Préférence nationale : le CDD à Gab Oil, l'outil du non-respect de la parole présidentielle
Libreville, le 25 Octobre 2025. BWM- Licenciée abusivement par son employeur, la société Gab’oil, Cécile incarne la lutte pour la reconnaissance des droits des travailleurs dans un système qui semble encore obsolète.Dans un Gabon en pleine mutation politique, marqué par l’arrivée de la Cinquième République, les promesses de dignité et de justice résonnent dans les discours du président Brice Clotaire Oligui Nguema.Pourtant, la réalité vécue par de nombreux compatriotes, comme Cécile, témoigne d’une tout autre histoire.
Cécile, après avoir reçu une offre d'emploi de Gab’oil le 19 juillet 2022, a commencé à travailler le 27 juillet. Cependant, ce qui devait être le début d'une carrière prometteuse s’est rapidement transformé en un parcours semé d’embûches. En effet, elle a été contrainte de signer un contrat à durée déterminée (CDD) de six mois seulement quinze jours après avoir commencé à travailler.
Les dates de fin de contrat n’ont jamais été respectées, et Cécile s’est retrouvée à travailler sans interruption, souvent pendant plusieurs jours, avant de signer un nouveau contrat.
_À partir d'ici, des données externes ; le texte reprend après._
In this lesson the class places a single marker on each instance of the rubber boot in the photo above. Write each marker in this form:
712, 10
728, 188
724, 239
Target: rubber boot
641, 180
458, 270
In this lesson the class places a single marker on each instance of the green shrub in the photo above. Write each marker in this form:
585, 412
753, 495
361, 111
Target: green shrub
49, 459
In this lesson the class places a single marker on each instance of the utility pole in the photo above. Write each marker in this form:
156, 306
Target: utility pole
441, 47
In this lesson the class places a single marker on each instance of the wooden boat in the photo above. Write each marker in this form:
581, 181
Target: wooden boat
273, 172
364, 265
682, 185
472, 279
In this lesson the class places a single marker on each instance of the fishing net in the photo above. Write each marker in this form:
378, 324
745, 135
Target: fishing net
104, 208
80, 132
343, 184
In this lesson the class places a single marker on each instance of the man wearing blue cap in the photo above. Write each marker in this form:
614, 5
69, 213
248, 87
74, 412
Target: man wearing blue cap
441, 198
Cette situation, loin d’être exceptionnelle, soulève des questions fondamentales sur le respect des droits des travailleurs au sein de cette entreprise.
En juin 2024, la direction de Gab’oil a décidé de mettre fin à son contrat, lui notifiant qu’elle devait cesser de travailler dès le 1er août. Or, en consultant son bulletin de paie, Cécile a découvert que son ancienneté s'élevait à deux ans et deux mois, dépassant largement la durée maximale d’un CDD.
Cette incohérence l’a poussée à solliciter l’intervention de l’inspection du travail, qui a reconnu la légitimité de ses revendications. Malgré cela, Gab’oil a refusé de concilier et a choisi de se défendre devant le juge, engageant Cécile dans un long processus judiciaire.
La situation de Cécile n’est pas simplement celle d’un conflit entre un employé et son employeur. Elle est le reflet d’un système qui, malgré les promesses de changement, continue de maintenir des pratiques injustes.
Lors de la dernière audience, son avocat a demandé à Gab’oil de lui verser ses droits acquis, soulignant que Cécile est une mère de famille qui a besoin de soutien pour subvenir aux besoins de ses enfants. Malheureusement, l’entreprise a choisi de prolonger le conflit, repoussant l’audience à la rentrée judiciaire, ignorant ainsi les conséquences de ses actions sur la vie de Cécile et de sa famille.
La situation de Cécile soulève des interrogations cruciales sur l’engagement du gouvernement à garantir la dignité des Gabonais. Pourquoi des entreprises comme Gab’oil continuent-elles à ignorer les lois du travail, en utilisant des codes obsolètes, alors que le nouveau code du travail, promulgué en novembre 2021, vise à protéger les droits des travailleurs ? Ce décalage entre les discours politiques et la réalité vécue par les citoyens est alarmant.
Cécile, dans sa quête de justice, ne cherche pas à entrer dans un combat inutile. Elle souhaite simplement être reconnue pour son travail et recevoir ce qui lui est dû. Son appel ne se limite pas à sa situation personnelle ; il résonne comme un cri de ralliement pour tous ceux qui souffrent en silence, victimes d’injustices similaires. Elle demande au président Oligui Nguema d’examiner de près les pratiques des entreprises publiques et parapubliques pour s’assurer qu’elles respectent les politiques qu’il a mises en place.
La dignité des travailleurs ne devrait pas être un simple slogan politique, mais une réalité tangible pour chaque Gabonais. Cécile représente des milliers d'autres qui, comme elle, se battent pour leur survie et celle de leurs familles dans un environnement de travail souvent hostile. La nécessité d’un changement structurel et d’une application rigoureuse des lois du travail est plus pressante que jamais.
L’affaire Cécile est emblématique d’un besoin urgent de réforme au sein des entreprises gabonaises. Elle incarne la lutte pour la dignité, la justice et le respect des droits des travailleurs.
Il serait temps que les promesses du président Oligui Nguema se traduisent en actions concrètes qui protègent les Gabonais contre l’injustice et l’abus. Cécile, comme tant d’autres, mérite d’être entendue et respectée. La dignité des Gabonais ne doit pas être un luxe, mais un droit inaliénable.